(GIN) – Amid a rising tide of citizen-led movements demanding independence, sovereignty and home rule, English-language speakers in Cameroon are rising up for an end to second-class status, unemployment, and limits to freedom of speech imposed by French-language rulers in the capital, Yaounde.

In response to recent strikes and rallies, Cameroon’s government has banned public gatherings, suspended transportation and shut businesses in the English-speaking regions.

During gatherings over the weekend on the 56th anniversary of the incorporation of Anglophone regions into Cameroon, 17 people were shot dead by security forces, according to Amnesty International. The group expressed worry over the government’s “ongoing campaign to silence any form of dissent.”

A spokesman for the English-speaking governing council of Southern Cameroons told Al Jazeera that people gathering to march in Bamenda, a city of half a million, faced major resistance from the army and police..

Under government restrictions, no one can enter or leave the northwest and southwest regions of the country. Within those regions, people cannot move outside in groups of more than three.

However on Sunday, tens of thousands of people across the two English-speaking zones defied the restrictions and came out to rally for independence.

Separatist groups and their supporters hoisted the blue and white flag of their would-be nation, Ambazonia, in road junctions and some public buildings.
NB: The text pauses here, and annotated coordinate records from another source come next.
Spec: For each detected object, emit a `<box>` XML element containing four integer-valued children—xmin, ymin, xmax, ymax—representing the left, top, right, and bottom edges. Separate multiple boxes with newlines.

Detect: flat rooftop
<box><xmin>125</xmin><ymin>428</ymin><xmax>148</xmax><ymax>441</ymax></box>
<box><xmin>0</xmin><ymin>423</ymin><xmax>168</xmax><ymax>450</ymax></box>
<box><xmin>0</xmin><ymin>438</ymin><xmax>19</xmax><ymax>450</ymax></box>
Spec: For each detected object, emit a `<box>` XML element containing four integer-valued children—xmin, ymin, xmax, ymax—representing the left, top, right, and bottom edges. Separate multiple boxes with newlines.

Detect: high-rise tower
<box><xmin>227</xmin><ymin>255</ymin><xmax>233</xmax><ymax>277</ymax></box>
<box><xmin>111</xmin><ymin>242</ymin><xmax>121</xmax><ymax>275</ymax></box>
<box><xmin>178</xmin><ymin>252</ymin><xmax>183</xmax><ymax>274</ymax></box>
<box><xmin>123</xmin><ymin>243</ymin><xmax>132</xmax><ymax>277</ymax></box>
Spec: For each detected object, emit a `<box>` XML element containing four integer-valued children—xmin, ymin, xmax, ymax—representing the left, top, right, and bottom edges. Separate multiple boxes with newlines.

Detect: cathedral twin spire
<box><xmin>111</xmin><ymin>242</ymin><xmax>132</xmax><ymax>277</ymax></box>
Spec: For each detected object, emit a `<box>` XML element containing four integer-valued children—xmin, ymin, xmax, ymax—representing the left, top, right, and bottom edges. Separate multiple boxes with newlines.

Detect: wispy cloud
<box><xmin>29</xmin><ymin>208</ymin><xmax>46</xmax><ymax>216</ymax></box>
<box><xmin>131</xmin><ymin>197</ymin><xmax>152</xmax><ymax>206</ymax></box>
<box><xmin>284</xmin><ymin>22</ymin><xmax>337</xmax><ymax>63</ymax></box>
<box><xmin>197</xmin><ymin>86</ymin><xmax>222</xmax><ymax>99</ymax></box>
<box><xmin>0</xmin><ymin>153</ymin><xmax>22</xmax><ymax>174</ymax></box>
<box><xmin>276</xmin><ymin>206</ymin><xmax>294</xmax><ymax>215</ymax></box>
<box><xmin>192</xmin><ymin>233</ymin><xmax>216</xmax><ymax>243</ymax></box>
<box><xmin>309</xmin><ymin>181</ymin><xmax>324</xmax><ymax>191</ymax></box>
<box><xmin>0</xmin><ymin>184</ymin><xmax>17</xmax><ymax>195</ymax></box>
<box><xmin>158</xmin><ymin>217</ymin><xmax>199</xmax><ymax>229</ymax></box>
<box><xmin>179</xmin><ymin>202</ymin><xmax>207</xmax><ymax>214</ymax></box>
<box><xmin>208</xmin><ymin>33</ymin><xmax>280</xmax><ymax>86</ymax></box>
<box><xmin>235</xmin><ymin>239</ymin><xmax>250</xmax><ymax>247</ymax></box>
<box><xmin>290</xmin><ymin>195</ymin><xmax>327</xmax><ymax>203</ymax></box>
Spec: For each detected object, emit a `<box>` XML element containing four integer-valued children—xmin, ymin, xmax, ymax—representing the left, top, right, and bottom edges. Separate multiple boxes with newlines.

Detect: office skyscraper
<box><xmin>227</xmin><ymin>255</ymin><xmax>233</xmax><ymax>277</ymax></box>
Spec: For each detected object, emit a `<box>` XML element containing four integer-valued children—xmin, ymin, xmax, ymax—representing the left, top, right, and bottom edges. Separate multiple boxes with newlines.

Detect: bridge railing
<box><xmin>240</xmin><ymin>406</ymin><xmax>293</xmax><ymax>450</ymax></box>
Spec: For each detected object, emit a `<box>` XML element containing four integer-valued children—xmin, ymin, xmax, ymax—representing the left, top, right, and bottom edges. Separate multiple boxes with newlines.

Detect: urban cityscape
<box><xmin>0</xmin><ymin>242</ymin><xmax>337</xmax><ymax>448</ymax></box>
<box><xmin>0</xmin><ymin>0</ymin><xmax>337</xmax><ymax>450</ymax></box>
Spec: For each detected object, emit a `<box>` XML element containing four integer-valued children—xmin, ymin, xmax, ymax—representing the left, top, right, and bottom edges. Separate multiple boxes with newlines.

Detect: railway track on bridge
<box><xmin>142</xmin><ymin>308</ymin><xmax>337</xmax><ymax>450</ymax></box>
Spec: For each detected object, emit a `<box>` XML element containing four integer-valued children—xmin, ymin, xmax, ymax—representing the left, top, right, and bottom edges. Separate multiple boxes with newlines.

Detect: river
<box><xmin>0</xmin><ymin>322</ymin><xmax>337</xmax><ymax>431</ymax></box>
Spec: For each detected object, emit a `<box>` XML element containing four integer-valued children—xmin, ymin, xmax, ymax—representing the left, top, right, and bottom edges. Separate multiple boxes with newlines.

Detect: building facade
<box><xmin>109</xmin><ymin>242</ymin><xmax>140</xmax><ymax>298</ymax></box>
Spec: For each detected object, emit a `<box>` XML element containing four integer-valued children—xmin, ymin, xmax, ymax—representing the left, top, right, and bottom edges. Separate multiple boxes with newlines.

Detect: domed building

English-speaking Cameroonians make up one-fifth of Cameroon’s population of 22 million. They have long accused the central government of discrimination, excluding them from employment and forcing them to speak French in business and official affairs, despite English being one of the country’s official languages.

Oil, found in the southwestern region, has been used to benefit the state, they claim, and not the region in which the resources are found.

An editorial in the Cameroon Journal warned: “Revolutions in Tiananmen Square in China, Tunisia, Egypt and other nations, remind us that no potentate, no army, no matter its size and ammunition can withstand the people’s power, not especially when those people are determined to turn out in their millions to take back that which rightly belongs to them.”

“When our lawyers and teachers asked for reforms, they were arrested, brutalized, some sent to prison while others took on forced exile,” the author continued.

“In the place of dialogue, they turned our land into a military zone with our brothers, sisters, parents and mothers arrested and tortured. Many have paid the ultimate price already.”